6), the two items at the top featured aspects of anger and being upset. Irritation, frustration, and anger are often considered signs of a non-traumatic stress-related condition, including exhaustion disorder [
14]. However, these are not symptomatic for everyone experiencing stress, may be more evident in the initial phase of exhaustion disorder, and seem only weakly associated with the underlying construct of exhaustion disorder in the Karolinska Exhaustion Disorder Scale [
48]. In a recent study on the topic, responses to open-ended questions about symptoms of exhaustion disorder were completed by 670 participants and analyzed using qualitative content analysis also suggests that frustration/irritability may not be the most typical signs of the condition, as experienced by individuals themselves. Instead, other mood and emotional symptoms were more common, such as depression, emotional regulation, anxiety, and worry [
49]. Hence, the PSS might benefit from replacing the two items on anger and being upset, should it be used to measure more general aspects of stress.
There are some limitations important to considering when reviewing the results of the current study.

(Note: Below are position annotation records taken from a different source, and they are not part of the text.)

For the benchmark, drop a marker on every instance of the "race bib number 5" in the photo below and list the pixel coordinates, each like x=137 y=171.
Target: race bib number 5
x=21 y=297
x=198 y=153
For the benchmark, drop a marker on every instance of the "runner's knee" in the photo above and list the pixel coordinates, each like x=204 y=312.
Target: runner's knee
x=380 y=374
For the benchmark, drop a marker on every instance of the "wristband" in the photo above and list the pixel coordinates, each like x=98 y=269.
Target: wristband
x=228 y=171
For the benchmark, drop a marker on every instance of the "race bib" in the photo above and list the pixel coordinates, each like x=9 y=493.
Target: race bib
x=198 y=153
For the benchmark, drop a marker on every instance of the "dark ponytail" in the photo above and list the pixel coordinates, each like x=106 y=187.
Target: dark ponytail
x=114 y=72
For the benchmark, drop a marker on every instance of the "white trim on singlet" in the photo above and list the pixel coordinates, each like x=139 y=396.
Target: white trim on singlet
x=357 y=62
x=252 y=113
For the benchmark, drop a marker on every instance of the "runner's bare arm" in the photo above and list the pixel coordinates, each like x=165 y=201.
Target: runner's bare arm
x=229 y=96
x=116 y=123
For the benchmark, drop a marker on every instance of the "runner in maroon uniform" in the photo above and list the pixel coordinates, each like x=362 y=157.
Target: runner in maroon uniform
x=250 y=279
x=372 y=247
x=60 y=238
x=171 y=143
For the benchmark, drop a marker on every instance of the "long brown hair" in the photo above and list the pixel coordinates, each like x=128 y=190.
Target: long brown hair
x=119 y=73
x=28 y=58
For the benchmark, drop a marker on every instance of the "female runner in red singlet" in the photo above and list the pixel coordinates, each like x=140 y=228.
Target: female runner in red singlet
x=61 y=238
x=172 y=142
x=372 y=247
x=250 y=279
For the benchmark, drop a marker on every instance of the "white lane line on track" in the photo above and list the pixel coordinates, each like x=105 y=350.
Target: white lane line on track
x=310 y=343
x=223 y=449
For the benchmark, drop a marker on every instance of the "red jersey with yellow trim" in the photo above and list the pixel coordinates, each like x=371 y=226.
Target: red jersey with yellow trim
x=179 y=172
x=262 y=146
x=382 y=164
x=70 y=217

First, while a sample size of 793 is deemed sufficient to conduct Rasch analysis, the constitution of the participants is restricted in that it was based on data from university students. Although being relatively heterogenous in gender and age, those studying in higher education may differ from a working population or specific patient groups when it comes to experiencing and dealing with stressful life events. Previous research on the PSS have used similar samples (c.f., [
9,
19]), but the results from the current study should nevertheless be replicated in other settings. Second, given that the participants were self-recruited, this might have created self-selection bias. Because recruitment was made via the Internet and being completely anonymous, investigating the motifs to participate is not possible, including factors that may have affected their responses to the PSS, e.g., motivation, stress levels, or other present living conditions. However, it is plausible that the purpose of the cross-sectional research project, i.e., stress and wellbeing of university students in Sweden, might have attracted individuals that are more interested in the topic, or alternatively suffer from difficulties related to stress and wellbeing.